Raja Adil Siregar - detikNews
Rabu, 23 Okt 2019 18:42 WIB
Kabut asap masih menyelimuti Palembang (Raja Adil Siregar/detikcom)


"Hari ini beda asapnya. Kepala pusing, mata juga pedih. Anak saya juga sama, merasakan pusing," terang salah satu warga, Marlina, saat di ditemui Taman Makam Pahlawan Palembang.


Diakui wanita berusia 34 tahun tersebut, ketika berkendara sore dan malam hari, mata terasa sangat pedih.
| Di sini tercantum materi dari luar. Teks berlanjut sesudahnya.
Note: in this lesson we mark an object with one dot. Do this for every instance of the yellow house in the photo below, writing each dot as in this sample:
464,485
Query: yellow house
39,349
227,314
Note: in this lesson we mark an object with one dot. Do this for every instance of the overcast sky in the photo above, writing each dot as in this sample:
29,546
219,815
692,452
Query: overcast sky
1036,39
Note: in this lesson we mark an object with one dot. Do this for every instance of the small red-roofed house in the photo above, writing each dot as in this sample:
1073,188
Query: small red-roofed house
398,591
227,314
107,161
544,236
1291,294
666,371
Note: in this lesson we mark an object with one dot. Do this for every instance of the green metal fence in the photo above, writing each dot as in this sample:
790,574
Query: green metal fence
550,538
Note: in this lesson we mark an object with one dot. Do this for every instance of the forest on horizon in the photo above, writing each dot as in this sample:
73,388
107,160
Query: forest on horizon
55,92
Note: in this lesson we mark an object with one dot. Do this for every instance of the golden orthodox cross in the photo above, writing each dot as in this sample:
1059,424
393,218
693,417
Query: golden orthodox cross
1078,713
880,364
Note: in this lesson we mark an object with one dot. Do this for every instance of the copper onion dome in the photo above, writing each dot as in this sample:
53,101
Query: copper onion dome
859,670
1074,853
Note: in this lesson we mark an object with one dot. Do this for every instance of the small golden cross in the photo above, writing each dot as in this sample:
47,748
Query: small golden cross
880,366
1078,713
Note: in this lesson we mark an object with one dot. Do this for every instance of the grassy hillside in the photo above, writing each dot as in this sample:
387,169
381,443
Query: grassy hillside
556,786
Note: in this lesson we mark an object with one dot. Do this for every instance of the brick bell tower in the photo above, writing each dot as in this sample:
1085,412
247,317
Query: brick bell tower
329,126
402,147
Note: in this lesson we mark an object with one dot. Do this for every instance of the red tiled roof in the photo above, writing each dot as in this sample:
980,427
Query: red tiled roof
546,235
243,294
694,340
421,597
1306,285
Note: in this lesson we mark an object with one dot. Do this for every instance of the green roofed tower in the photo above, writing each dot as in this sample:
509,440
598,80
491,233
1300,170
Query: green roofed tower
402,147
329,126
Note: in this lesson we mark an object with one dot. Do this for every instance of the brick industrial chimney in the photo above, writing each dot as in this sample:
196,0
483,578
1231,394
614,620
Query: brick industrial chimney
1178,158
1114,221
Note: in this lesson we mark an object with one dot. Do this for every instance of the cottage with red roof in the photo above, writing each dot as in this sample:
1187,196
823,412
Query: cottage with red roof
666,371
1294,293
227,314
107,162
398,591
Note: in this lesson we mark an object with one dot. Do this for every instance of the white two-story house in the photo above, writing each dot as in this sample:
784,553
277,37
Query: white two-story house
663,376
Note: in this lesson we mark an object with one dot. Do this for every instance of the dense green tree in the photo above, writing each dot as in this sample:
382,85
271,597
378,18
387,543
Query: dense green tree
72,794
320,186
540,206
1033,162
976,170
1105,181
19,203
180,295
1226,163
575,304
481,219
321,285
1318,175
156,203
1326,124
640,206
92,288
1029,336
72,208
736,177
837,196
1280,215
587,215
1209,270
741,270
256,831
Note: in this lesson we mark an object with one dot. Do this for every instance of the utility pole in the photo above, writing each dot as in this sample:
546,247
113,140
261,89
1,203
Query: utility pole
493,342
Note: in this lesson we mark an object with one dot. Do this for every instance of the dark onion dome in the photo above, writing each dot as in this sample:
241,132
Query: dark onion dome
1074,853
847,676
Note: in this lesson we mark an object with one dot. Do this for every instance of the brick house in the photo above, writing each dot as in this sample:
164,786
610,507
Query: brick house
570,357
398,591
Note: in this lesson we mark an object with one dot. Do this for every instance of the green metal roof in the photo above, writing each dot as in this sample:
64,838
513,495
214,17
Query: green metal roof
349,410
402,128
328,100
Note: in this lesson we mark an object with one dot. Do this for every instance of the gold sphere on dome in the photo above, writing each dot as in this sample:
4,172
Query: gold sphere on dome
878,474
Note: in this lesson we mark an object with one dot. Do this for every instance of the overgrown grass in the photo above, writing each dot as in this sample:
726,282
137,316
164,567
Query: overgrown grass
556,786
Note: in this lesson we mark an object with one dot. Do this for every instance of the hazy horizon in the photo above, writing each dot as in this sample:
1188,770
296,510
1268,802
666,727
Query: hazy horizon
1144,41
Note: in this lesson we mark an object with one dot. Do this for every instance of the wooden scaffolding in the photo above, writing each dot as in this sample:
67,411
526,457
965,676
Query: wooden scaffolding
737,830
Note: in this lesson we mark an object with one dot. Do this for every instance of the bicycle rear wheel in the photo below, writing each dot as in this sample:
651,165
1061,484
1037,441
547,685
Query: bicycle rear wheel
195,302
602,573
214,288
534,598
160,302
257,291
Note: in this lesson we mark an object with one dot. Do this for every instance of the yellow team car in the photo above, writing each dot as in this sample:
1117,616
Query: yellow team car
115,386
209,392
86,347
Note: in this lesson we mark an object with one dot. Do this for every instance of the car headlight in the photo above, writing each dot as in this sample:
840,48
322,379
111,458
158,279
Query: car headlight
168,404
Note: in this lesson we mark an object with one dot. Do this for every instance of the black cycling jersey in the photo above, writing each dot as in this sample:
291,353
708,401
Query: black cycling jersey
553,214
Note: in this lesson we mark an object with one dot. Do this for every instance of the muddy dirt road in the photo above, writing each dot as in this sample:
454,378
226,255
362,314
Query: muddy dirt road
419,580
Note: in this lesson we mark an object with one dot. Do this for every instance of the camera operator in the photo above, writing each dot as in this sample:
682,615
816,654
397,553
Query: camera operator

Bahkan mata disebut berair jika berkendaraan cukup jauh.

"Ini pedihnya beda, pedih asap. Rasanya berdiri di dekat asap bakaran, lama-lama pedih kalau dipaksa naik motor," imbuh Marlina.


Berdasarkan pantauan detikcom, kabut asap sisa karhutla memang terjadi dari bulan lalu. Namun kabut asap mulai pekat sore dan malam hari terjadi sejak dua hari terakhir.

Salah satu penyebab masuknya asap sore dan malam hari disebut faktor arah angin. Angin dari titik kebakaran di Ogan Ilir, Ogan Komering Ilir dan Banyuasin mengarah ke Palembang.